Non esageriamo. Però qualcosa di vero c’è, perché supportiamo la digitalizzazione del paese. Quello della pubblica amministrazione è un ambito molto ampio, dove non siamo soli. Ma le faccio io una domanda: rispetto agli asset critici del paese è meglio essere nelle mani di una società italiana e della tecnologia made in Italy o nelle mani di una società estera?
Risposta facile, a pelle. Ma non è una sorta di protezionismo, in questo mondo così aperto?
Il mio non è protezionismo, non vorrei essere frainteso. Noi per primi siamo molto ambiziosi e puntiamo ai mercati internazionali. Prevediamo un fatturato in crescita il prossimo anno e, in prospettiva, vogliamo più che raddoppiare i margini e raddoppiare i ricavi, e la metà deve venire dall’estero. Ma c’è un tema di indipendenza delle tecnologie del sistema paese che va considerato. Il digitale è inserito nei gangli vitali della Pa e, da cittadino prima che da imprenditore, credo ci voglia prudenza nel cedere i domini strategici per l’Italia a società estere. Queste ultime non possono che essere focalizzate sul fare profitti più che sul garantire la sicurezza del sistema paese.
Il vostro slogan è ‘il mondo con gli occhi di domani’. Che cosa vedono gli occhi di domani, se guardano dentro Almaviva?
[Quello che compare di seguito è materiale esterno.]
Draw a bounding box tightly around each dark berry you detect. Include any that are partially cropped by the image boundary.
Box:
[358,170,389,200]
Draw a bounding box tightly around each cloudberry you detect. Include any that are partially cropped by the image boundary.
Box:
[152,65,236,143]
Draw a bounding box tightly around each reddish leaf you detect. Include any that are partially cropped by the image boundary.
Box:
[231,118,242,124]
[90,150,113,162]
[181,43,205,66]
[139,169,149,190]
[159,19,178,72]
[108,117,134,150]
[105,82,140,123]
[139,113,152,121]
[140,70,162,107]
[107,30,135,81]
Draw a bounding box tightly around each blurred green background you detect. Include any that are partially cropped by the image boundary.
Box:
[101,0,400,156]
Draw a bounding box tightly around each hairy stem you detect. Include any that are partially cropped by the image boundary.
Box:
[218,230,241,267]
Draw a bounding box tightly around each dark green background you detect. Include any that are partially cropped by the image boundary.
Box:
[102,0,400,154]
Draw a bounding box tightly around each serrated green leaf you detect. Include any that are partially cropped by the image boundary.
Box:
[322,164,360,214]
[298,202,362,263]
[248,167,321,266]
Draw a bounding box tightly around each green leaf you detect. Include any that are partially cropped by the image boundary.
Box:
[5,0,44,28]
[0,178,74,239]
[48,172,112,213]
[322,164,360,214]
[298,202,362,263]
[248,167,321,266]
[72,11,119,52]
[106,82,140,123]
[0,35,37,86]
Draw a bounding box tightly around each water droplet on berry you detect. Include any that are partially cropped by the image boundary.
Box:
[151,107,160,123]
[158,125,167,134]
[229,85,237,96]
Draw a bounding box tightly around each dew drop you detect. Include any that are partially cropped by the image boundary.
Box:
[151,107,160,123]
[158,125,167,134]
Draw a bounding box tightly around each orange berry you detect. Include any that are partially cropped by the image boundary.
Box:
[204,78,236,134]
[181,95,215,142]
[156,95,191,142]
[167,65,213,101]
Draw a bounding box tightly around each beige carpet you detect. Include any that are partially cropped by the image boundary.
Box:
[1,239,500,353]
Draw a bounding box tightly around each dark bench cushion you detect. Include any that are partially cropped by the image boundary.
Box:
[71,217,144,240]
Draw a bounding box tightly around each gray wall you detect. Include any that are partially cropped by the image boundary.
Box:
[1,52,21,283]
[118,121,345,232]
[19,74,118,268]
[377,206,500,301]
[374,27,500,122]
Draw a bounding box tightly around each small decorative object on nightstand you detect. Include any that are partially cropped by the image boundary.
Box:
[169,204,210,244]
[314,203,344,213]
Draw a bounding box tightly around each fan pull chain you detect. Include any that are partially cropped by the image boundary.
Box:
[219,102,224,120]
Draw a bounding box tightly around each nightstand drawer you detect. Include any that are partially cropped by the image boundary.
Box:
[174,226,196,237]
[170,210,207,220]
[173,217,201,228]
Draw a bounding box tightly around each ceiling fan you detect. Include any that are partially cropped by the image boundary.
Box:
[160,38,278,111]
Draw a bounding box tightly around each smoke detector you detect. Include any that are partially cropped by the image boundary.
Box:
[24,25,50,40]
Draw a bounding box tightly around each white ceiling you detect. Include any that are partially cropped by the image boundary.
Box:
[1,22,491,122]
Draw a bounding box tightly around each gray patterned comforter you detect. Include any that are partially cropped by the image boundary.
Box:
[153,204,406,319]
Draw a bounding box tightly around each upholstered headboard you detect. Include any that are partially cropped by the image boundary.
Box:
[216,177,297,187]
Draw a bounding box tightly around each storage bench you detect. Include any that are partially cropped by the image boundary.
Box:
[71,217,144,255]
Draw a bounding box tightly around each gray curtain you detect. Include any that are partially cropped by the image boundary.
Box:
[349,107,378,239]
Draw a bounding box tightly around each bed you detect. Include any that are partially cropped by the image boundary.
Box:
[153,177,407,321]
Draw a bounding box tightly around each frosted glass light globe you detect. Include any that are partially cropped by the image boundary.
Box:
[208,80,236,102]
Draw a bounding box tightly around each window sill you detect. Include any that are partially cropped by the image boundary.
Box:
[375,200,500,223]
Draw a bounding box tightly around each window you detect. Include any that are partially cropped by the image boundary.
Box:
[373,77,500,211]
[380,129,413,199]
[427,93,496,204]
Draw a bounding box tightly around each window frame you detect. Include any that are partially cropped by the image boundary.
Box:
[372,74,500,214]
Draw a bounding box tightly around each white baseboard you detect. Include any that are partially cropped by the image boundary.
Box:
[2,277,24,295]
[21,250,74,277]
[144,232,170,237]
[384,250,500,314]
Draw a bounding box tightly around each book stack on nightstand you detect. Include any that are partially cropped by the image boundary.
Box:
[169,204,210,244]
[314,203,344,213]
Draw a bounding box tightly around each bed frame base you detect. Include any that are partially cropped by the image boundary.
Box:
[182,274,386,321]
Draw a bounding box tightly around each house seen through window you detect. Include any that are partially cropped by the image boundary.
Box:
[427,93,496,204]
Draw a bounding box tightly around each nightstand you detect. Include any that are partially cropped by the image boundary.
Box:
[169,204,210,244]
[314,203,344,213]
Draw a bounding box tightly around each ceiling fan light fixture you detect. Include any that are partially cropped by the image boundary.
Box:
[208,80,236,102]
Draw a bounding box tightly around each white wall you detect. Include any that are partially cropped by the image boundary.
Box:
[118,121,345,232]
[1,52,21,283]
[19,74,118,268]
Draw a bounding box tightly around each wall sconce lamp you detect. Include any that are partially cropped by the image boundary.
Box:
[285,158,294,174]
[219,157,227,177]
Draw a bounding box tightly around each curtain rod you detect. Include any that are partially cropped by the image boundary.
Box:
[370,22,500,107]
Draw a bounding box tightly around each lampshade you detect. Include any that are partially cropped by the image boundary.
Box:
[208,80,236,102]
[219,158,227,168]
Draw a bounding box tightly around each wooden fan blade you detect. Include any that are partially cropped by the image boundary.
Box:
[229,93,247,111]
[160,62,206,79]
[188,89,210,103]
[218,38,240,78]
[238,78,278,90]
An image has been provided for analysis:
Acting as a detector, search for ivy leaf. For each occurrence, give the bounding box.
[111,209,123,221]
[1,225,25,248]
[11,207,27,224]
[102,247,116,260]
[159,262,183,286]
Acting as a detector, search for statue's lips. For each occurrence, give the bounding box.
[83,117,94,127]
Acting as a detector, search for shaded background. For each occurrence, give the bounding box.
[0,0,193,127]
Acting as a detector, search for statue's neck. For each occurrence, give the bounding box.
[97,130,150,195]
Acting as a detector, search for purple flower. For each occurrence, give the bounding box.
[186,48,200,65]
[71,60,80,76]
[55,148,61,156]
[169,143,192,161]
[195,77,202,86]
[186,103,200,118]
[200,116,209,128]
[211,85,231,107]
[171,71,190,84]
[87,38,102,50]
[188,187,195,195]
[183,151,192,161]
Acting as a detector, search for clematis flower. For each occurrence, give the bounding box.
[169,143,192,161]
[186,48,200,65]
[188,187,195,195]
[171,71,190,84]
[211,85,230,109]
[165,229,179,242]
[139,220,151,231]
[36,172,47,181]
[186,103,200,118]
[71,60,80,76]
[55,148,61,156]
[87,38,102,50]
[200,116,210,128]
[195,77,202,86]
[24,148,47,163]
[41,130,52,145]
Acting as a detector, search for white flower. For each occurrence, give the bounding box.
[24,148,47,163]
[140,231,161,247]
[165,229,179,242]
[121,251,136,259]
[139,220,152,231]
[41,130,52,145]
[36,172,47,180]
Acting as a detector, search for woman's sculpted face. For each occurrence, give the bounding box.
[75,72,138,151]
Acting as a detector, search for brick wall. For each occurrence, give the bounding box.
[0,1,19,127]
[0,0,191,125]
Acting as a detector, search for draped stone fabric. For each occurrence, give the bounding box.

La determinazione che può mettere un imprenditore nel proprio disegno industriale è il motore più efficace di tutti per raggiungere un obiettivo, più dei soldi, del genio e delle competenze. Io sono totalmente determinato a fare del nostro gruppo italiano uno dei campioni mondiali nel digitale. Un disegno straordinariamente ambizioso che, con la solidità dei nostri 40 anni di storia, sono convinto di poter realizzare. Sarà una crescita per competenze, per apertura a nuovi mercati e per acquisizioni, facendo investimenti su tecnologie e su alcune specifiche aree geografiche. Mi faccia chiudere con uno slogan che mi piace tanto: da 40 anni, per noi ogni giorno è futuro.